L’opera, di rara bellezza, effigia un santo (che parrebbe San Cristoforo, protettore dei viandanti) ai piedi di Madonna con Bambino, simbolo della venerazione che nelle nostre campagne era fortemente sentita, specie nei confronti della Vergine. Sotto la ceramica una scritta “Camillus Baglioni fieri fecit, anno 1929 (VII), ossia “Fatta fare da Camillo Baglioni nel 1929”. Osservazione di stile: la dicitura corretta avrebbe dovuto essere “Faciendum curavit”, non “fieri fecit”, ma lasciamo stare. Il senso si coglie comunque. Va specificato che il numero romano VII (sette) si riferisce alla datazione secondo l’era fascista, che notoriamente inizia con la Marcia su Roma (28 ottobre 1922). E, trovandoci nel 1929, i conti… tornano.

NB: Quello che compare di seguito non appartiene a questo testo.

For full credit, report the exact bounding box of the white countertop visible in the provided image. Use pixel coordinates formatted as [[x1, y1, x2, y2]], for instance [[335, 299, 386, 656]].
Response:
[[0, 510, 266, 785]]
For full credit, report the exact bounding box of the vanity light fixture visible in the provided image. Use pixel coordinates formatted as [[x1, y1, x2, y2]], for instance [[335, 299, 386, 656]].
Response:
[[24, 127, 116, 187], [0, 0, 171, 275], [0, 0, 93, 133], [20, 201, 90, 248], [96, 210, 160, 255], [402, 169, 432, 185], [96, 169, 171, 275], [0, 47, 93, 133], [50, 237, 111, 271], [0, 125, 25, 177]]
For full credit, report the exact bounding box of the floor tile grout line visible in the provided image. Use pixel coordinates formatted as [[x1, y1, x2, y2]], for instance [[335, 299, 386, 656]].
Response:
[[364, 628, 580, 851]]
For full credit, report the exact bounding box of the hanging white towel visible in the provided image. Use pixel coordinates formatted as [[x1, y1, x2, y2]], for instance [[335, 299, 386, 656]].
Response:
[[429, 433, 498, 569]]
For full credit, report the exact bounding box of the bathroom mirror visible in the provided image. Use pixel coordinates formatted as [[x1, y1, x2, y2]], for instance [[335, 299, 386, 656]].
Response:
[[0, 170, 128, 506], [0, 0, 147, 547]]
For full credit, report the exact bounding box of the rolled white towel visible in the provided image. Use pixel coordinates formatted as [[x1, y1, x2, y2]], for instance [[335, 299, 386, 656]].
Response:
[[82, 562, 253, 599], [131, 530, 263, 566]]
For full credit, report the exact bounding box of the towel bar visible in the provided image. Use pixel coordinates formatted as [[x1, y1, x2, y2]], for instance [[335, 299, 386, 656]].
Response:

La struttura muraria cadeva a pezzi e alcune parti erano piombate a terra. Il tettuccio aveva tegole mancanti e coppi fratturati. Tanto che, dopo tanta colpevole negligenza, si è deciso di porre mano al consolidamento strutturale. Tubi metallici di sostegno, ripristino di parti ammalorate, tamponature, consolidamento della base con malta cementizia. Ma siamo ancora in una fase iniziale. Completato il risanamento strutturale, e messo l’insieme in sicurezza, si porrà mano al restauro artistico che non pare complesso: la ceramica è quasi intatta e lo smalto non deteriorato. Si dovrà ripulire, ma non di più. Da ridipingere la volta stellata e le spallette. Ma si tratta di lavori relativamente semplici.

Una testimonianza di storia e di fede tornerà così a brillare a lato della strada San Marco Cenerente. A protezione dei viaggiatori: ieri a piedi o con asino e carretto. Oggi, in vetture che sfrecciano a velocità fin troppo elevate.